Our Most Zionist President is proclaiming more victory over Iran, they're in their last gasp yadda yadda. I wonder if the Vietnam debacle was like that? I only remember all the stop signs on Portlock Road being spray painted with the word "WAR" so they said, in effect, "STOP WAR" and being a little kid, I just thought that (a) it was normal, and (b) we're at war somewhere and that's normal too.
There was Army/military stuff around, our going to A.L. Kilgo's to look at all the neat military surplus stuff, and it was always a fun thing when Dad steered the station wagon to the part of town where there were Quonset huts, like the one Kilgo's was set up in. I love Quonset huts to this day.
Later, when we were staying at the luxurious Schofield Sands, one morning we were awakened by tanks coming down the street, right out the window, at 7AM. If there's anything a kid loves, it's tanks coming right down the street, right out their window, at 7AM. My mother was less than thrilled. We waited eagerly to see if the tanks would come back by, but they didn't.
So those are my real-world impressions of the Vietnam "war" and they're not much to build a thesis on. But of course we got our asses kicked out of there, and my point is, apparently we charged in there for real in around 1965, and were probably proclaiming all kinds of victory and "We've got 'em now!" from then on, and could not see that we'd get rousted out of there in 1975.
We were not smart enough to see that we weren't going to win, and why would we think we would not win? We had all the planes and war materiel, all the high-tech, etc. We even had a little of what our enemy had, which was determination and guts. They just had much more - they were fighting for their homeland and against utter extermination.
This is the situation we're in with this Iran thing. The Iranis are fighting an existential war. As the saying goes, Whenever you think you haven't accomplished much, remember the US in Afghanistan took 20 years to replace the Taliban with the Taliban.

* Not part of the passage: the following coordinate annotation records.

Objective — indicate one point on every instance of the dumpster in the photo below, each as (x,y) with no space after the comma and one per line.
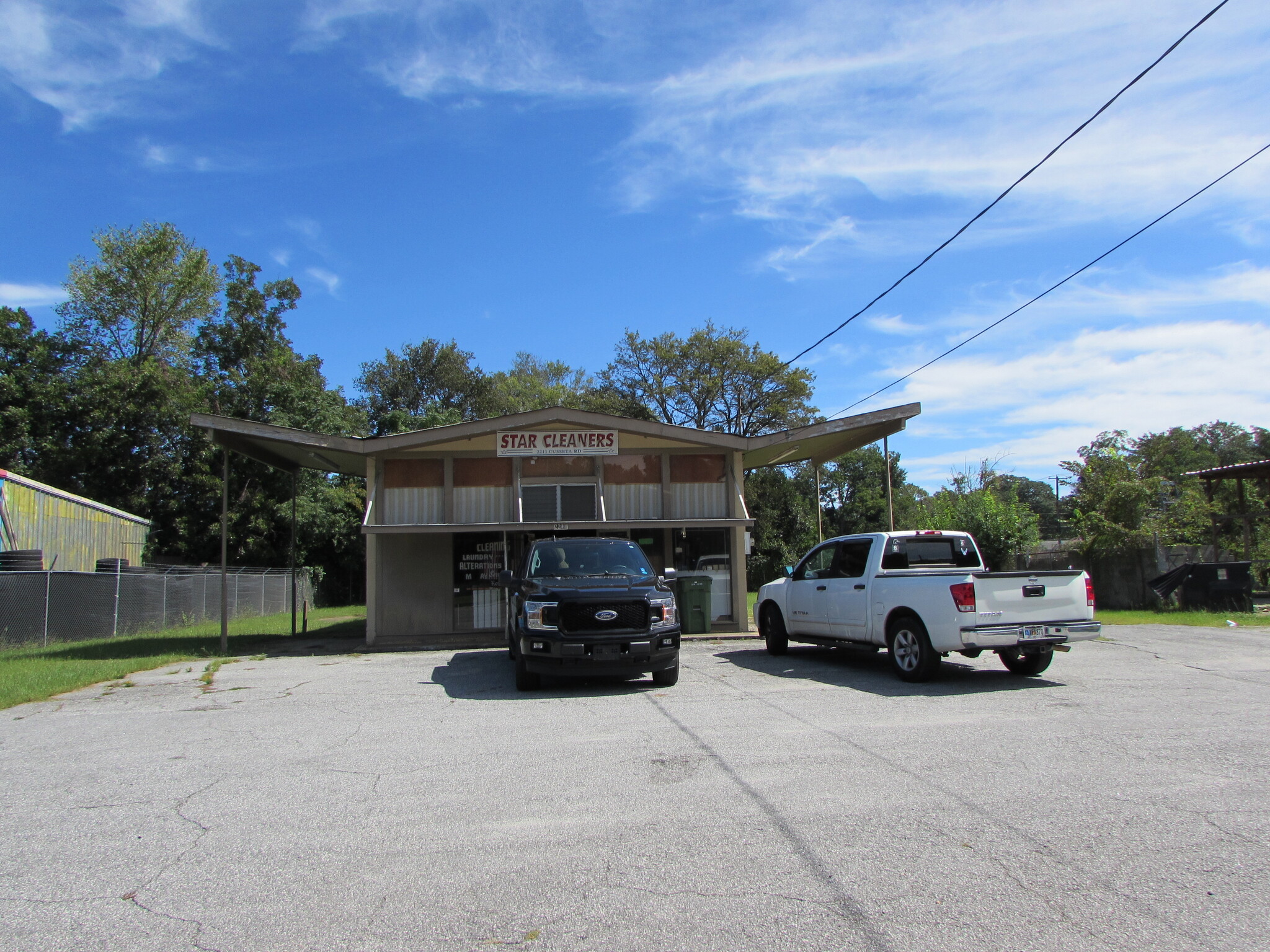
(1219,587)
(693,596)
(1213,587)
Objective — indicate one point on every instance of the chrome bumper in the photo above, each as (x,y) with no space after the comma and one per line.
(990,637)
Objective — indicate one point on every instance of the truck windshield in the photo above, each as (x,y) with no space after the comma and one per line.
(587,558)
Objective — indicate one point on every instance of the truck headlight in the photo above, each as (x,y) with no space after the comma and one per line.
(664,615)
(541,615)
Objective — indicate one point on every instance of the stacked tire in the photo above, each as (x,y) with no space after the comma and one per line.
(22,560)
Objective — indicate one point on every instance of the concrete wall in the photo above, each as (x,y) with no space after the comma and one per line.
(414,584)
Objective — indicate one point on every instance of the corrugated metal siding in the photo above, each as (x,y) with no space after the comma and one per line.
(699,500)
(413,507)
(76,534)
(483,505)
(633,501)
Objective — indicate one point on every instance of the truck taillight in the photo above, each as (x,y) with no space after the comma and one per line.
(963,596)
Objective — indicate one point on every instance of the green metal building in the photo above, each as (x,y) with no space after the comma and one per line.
(73,532)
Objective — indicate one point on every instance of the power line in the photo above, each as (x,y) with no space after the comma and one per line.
(1053,287)
(995,201)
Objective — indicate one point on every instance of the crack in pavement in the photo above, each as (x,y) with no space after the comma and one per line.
(1039,845)
(846,906)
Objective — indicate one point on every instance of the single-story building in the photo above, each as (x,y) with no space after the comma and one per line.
(448,508)
(71,532)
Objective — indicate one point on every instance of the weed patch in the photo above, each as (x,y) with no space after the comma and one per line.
(38,673)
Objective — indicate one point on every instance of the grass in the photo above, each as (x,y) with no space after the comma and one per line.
(1173,616)
(40,673)
(1166,616)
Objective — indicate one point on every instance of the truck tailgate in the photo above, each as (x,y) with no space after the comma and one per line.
(1030,597)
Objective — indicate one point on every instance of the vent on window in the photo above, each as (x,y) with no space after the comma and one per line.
(571,501)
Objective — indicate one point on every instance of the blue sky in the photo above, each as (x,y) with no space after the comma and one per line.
(541,175)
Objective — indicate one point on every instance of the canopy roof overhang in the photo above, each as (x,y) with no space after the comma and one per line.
(295,450)
(1256,470)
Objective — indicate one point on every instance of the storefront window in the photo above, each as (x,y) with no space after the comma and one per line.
(479,558)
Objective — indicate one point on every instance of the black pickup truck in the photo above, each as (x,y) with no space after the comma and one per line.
(590,607)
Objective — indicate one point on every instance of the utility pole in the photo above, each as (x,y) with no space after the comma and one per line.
(1059,518)
(890,501)
(225,551)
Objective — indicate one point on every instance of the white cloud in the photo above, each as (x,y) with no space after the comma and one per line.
(1060,395)
(328,278)
(31,295)
(91,63)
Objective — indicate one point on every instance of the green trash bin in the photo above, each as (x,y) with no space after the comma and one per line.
(693,596)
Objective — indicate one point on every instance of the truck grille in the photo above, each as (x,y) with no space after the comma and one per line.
(580,616)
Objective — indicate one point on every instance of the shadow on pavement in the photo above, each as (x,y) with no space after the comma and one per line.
(488,676)
(861,669)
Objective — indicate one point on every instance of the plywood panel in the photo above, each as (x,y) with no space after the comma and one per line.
(491,471)
(698,467)
(633,469)
(413,474)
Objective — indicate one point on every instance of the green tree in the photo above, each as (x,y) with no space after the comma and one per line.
(714,380)
(140,298)
(424,385)
(784,514)
(35,369)
(534,384)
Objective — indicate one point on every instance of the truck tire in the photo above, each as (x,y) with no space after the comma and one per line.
(1026,664)
(667,677)
(525,678)
(911,654)
(774,630)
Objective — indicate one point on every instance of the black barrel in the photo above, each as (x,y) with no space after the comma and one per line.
(22,560)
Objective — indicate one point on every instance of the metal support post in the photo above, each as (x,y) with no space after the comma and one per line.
(819,508)
(890,503)
(293,553)
(1248,527)
(225,555)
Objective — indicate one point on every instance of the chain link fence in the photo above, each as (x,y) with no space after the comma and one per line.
(47,607)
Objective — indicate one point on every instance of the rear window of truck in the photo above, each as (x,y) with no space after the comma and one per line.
(931,552)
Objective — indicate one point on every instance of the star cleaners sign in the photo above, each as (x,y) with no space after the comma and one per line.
(558,442)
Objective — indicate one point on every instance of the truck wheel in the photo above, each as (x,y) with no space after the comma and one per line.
(667,677)
(911,653)
(774,631)
(1026,664)
(525,678)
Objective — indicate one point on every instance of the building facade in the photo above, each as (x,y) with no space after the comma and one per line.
(73,532)
(450,507)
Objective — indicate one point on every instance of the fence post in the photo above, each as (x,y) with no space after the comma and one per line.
(48,578)
(115,631)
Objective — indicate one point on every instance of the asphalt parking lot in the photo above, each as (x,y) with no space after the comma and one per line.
(415,801)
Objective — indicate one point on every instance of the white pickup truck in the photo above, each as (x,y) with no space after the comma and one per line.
(923,596)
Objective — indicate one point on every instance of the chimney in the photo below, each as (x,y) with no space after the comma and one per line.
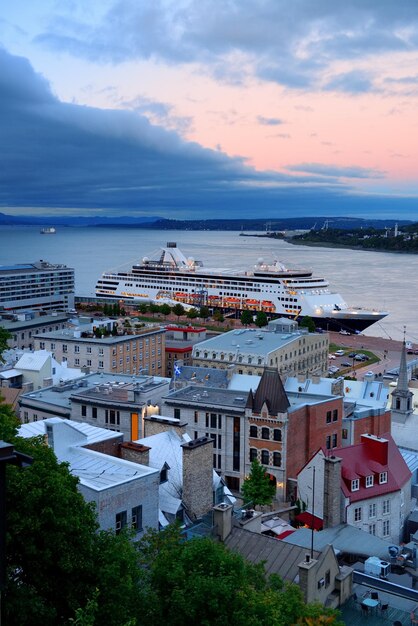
(135,452)
(198,476)
(222,520)
(377,448)
(332,491)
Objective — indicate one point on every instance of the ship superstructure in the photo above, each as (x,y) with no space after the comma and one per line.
(171,276)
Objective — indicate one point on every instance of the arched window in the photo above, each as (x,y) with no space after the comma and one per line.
(265,433)
(253,454)
(277,434)
(277,459)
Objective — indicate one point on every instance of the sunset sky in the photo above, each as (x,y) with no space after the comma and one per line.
(197,108)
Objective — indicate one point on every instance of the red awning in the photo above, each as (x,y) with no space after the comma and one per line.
(310,520)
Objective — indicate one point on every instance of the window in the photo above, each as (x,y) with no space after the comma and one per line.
(383,478)
(265,457)
(137,518)
(277,459)
(369,481)
(265,433)
(120,521)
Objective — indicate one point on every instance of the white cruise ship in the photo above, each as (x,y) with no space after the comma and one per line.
(275,289)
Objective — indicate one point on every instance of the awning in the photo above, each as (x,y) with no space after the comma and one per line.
(310,520)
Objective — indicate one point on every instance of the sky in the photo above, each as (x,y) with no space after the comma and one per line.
(206,109)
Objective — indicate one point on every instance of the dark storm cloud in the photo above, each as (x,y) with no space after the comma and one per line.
(289,43)
(65,156)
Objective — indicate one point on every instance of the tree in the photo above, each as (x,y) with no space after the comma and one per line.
(165,309)
(246,318)
(261,319)
(204,312)
(257,487)
(192,314)
(218,317)
(307,322)
(4,337)
(178,309)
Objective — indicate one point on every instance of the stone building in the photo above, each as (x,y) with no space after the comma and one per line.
(143,351)
(281,345)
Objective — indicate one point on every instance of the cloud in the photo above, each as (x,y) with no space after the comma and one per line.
(322,169)
(61,156)
(294,47)
(269,121)
(350,82)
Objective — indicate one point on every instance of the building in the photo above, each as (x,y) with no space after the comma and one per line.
(116,402)
(367,485)
(125,493)
(179,341)
(126,353)
(318,573)
(39,286)
(24,326)
(281,345)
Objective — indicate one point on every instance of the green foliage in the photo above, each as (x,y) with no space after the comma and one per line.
(4,336)
(218,317)
(192,314)
(257,487)
(204,313)
(165,309)
(307,322)
(261,319)
(178,310)
(246,318)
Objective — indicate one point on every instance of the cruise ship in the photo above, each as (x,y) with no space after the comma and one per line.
(171,277)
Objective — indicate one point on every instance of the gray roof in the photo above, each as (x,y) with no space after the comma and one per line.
(279,557)
(343,538)
(248,341)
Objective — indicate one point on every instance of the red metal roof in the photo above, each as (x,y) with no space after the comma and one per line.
(365,459)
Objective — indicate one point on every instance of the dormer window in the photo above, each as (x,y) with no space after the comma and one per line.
(383,478)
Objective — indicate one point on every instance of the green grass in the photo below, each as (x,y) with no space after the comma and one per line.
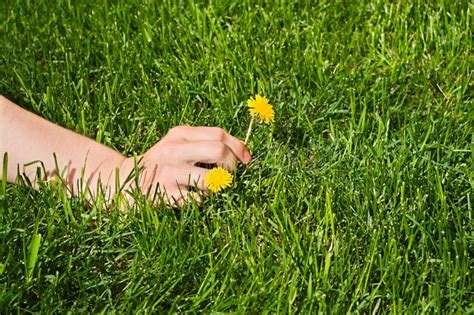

Iran is Afghanistan squared.
So here I am now as an adult, seeing a fiasco not as funny signs and neat machinery but as the possible end of the US as biggest bully on the block.
I'd packed things last night, packed more things, and took them to the post office and Fedex. At least I have to pack more things.
Oh and last night I got a practice in, hurray for me. Practice is going well. It seems that some of my troubles with higher notes are not just a lack of conditioning, perhaps, but also a lack of relaxation/coordination of all those little muscles and systems I don't have names for.